Michael Schmidt, Red Arrow’s chief creative officer, talks to TV Formats about how the group’s companies collaborate to create ideas that can be easily adapted across multiple markets.
With 19 production companies in seven countries and an international distribution arm, the Red Arrow Entertainment Group offers the worldwide market a variety of programming, including bold social-experiment formats like Married at First Sight and Kiss Bang Love.
TV FORMATS: How do you work with the various Red Arrow production entities to identify shows and ideas that have the potential to travel?
SCHMIDT: First, it is obviously in our production companies’ interest to come up with shows that travel, but we do not approve or disapprove their slate—they work very independently, with their local opportunities in mind. That said, they trust us to provide guidance on format beats, international potential and coordination across the group. We are constantly having creative conversations about shows across all 19 production companies and help with funding and making international connections. Of course we especially know what the German ProSiebenSat.1 stations need, but we also have a global outlook. It could be that a Danish idea first works better in the U.S. or vice versa.
One thing that has been crucial since the very beginning of Red Arrow is that we don’t put our partners into silos—they always have their creative freedom. We encourage them to be as independent and as local as possible, and I think their broadcast clients see and respect that. If you build such a great group of production companies, you must make sure that they sell shows successfully and that you don’t get in the way by restricting their playground.
TV FORMATS: Did the U.S. version of Married at First Sight, which airs on A&E/FYI, require a lot of adapting or extra production values compared to the original versions of those formats?
SCHMIDT: If you ask FYI and A&E, I think they would say they bought the show as it is because that’s what attracted them to the format in the first place. It’s a very clear format that speaks of a universal problem, and there was not much adaptation needed. Of course they made it work in their own brand world if you look at the graphics and music, for example. But overall they stuck to the book.
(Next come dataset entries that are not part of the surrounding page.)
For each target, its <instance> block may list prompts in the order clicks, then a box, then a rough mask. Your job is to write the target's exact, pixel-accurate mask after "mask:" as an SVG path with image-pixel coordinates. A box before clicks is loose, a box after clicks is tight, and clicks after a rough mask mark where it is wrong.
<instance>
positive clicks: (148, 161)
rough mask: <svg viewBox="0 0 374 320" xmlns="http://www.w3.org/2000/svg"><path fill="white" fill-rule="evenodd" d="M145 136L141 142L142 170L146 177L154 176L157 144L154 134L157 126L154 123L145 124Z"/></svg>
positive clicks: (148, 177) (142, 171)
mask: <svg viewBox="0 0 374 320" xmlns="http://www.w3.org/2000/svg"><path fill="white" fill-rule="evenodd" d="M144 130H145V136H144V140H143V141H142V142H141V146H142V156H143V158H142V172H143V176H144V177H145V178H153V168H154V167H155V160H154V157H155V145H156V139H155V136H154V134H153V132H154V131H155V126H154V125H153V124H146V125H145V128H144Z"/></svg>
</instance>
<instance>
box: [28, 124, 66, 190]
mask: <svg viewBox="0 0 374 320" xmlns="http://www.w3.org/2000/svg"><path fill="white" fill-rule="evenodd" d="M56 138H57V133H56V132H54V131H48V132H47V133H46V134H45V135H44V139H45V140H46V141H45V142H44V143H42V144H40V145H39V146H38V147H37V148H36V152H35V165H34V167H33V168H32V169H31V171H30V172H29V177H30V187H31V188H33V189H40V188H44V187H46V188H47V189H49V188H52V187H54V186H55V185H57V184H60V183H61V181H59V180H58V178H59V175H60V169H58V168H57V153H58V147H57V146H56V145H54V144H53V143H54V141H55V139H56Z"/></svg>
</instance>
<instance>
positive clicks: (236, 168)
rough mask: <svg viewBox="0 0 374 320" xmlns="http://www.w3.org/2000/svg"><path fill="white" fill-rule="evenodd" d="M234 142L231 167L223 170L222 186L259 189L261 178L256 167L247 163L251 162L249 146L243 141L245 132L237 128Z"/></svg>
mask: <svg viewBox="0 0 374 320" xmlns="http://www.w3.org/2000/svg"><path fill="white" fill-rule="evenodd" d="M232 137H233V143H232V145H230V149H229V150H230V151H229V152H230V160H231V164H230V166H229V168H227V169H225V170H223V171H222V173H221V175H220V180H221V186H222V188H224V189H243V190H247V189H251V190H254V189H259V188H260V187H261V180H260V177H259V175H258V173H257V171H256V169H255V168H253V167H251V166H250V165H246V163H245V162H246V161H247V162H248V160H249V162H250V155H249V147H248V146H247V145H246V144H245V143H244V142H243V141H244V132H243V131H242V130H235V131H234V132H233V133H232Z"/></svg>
In general, I have a very open approach to adaptation because we all want a format to work on the channel we sold it to. I have been a buyer for half of my professional life, and given that let’s say Danish taste is different from American, you need to make changes. And I am respectful of that. At the same time, it is good if you have a partner who listens and respects your experience. I haven’t yet experienced a U.S. partner who is not respectful of the original idea and the experience we bring to a show. They, in part, buy a format with assurances that it has worked somewhere else and that there are reasons why it worked.
TV FORMATS: What have been your priorities and goals since setting up the New York office?
SCHMIDT: Since Red Arrow generates over 70 percent of its revenues in the U.S., being closer to the U.S. production companies is the main driver for us having an office here. Today, nine American companies are part of Red Arrow, and just by the volume of shows and talent here in the U.S., it is the creative hub of the TV world. It is important for us to be in constant exchange with our production companies on development and to identify interesting properties in early stages to have a good chance of retaining rights and rolling the show out around the world.
Also, a presence on the ground ensures we are close to the U.S. creative community and able to forge new partnerships. We also have shows in our portfolio that run with other American partners and we are constantly looking to grow our creative partnerships. The U.S. is a great place to do that.
TV FORMATS: Social experiments are proving to be quite successful. What are the keys to getting them right?
SCHMIDT: Casting. And you only get the casting right if you have the proposition of the experiment right. The most important part to us is that the participants can trust us. If you take Married at First Sight, the secret sauce clearly is that the decisions are not being made by the producer or by the channel but that the story finds its authentic way. The channel needs to trust the show and the concept, that there will be enough engaging content for the viewers to attach themselves to the show and the cast. If you have that right, you will get the right cast, a cast with honest objectives and the right emotions for doing the show.
TV FORMATS: What kinds of creative partnerships are you looking for at the moment?
SCHMIDT: I am always looking for partnerships with people who are able to come up with an idea, go out, pitch it, and set it up on their own, no matter where in the world. I am interested in finding partners who work very independently and have a clear concept of how to realize their ideas. People with a collaborative mindset who fit into the corporate and creative culture of Red Arrow. These are perfect partners for us.